The potential lawsuit, which was first reported by the Daily Beast, comes after Trump ousted Jeff SessionsJefferson (Jeff) Beauregard SessionsThe Supreme Court shouldn’t do the president’s dirty work to end DACA Rosenstein, DOJ exploring ways to more easily spy on journalists Trump AG nominee to say Congress, public should know results of Mueller probe MORE as attorney general and appointed Whitaker, who was Sessions's chief of staff, to the role in an acting capacity.

Sen.

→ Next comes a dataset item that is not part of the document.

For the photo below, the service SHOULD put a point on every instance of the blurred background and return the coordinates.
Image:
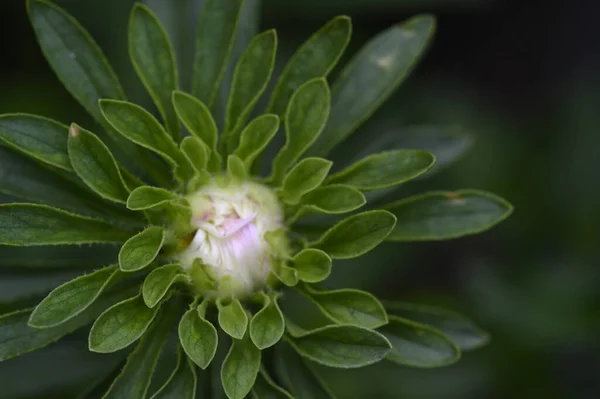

Richard Blumenthal (D-Conn.) told the Daily Beast that it wasn't yet clear if senators could successfully bring a legal challenge but that they were studying "the array of legal flaws in the appointment and considering which of them are challengeable in court."

“We have been doing a deep dive on potential causes of action concerning the constitutional issues raised by the Whitaker appointment and also obvious obstacles that could be raised to any court initiative, not the least of them standing," Blumenthal told the publication.

Democrats, and some Republicans, raised concerns about the potential impact Whitaker could have on special counsel Robert MuellerRobert Swan MuellerSasse: US should applaud choice of Mueller to lead Russia probe MORE's investigation into Russian interference in the 2016 presidential election.

Deputy Attorney General Rod RosensteinRod Jay RosensteinDemocrat previews Mueller questions for Trump’s AG nominee The Hill's 12:30 Report — Trump says he 'never worked for Russia' | Shutdown enters fourth week | AG pick says public should know Mueller probe findings Barr memo suggests: To understand the Trump administration, read Hobbes MORE had been providing oversight of the probe but the Justice Department said this week that Whitaker would take over those responsibilities.

Senate Minority Leader Charles SchumerCharles (Chuck) Ellis SchumerDemocrats are facing political consequences over shutdown The Supreme Court shouldn’t do the president’s dirty work to end DACA Scalise: Trump wants Congress to solve shutdown problem MORE (D-N.Y.) sent a letter to Trump Friday wanting details on his legal reasoning for appointing Whitaker, arguing the move could violate the Appointments Clause of the Constitution by putting someone who had not been previously confirmed by the Senate into the Justice Department spot.

"Mr. Whitaker is a political appointee who is not serving in a Senate confirmed position in the Justice Department. I am not aware of any precedent for appointment of an official who has not been confirmed by the Senate to serve as acting Attorney General," Schumer wrote in the letter.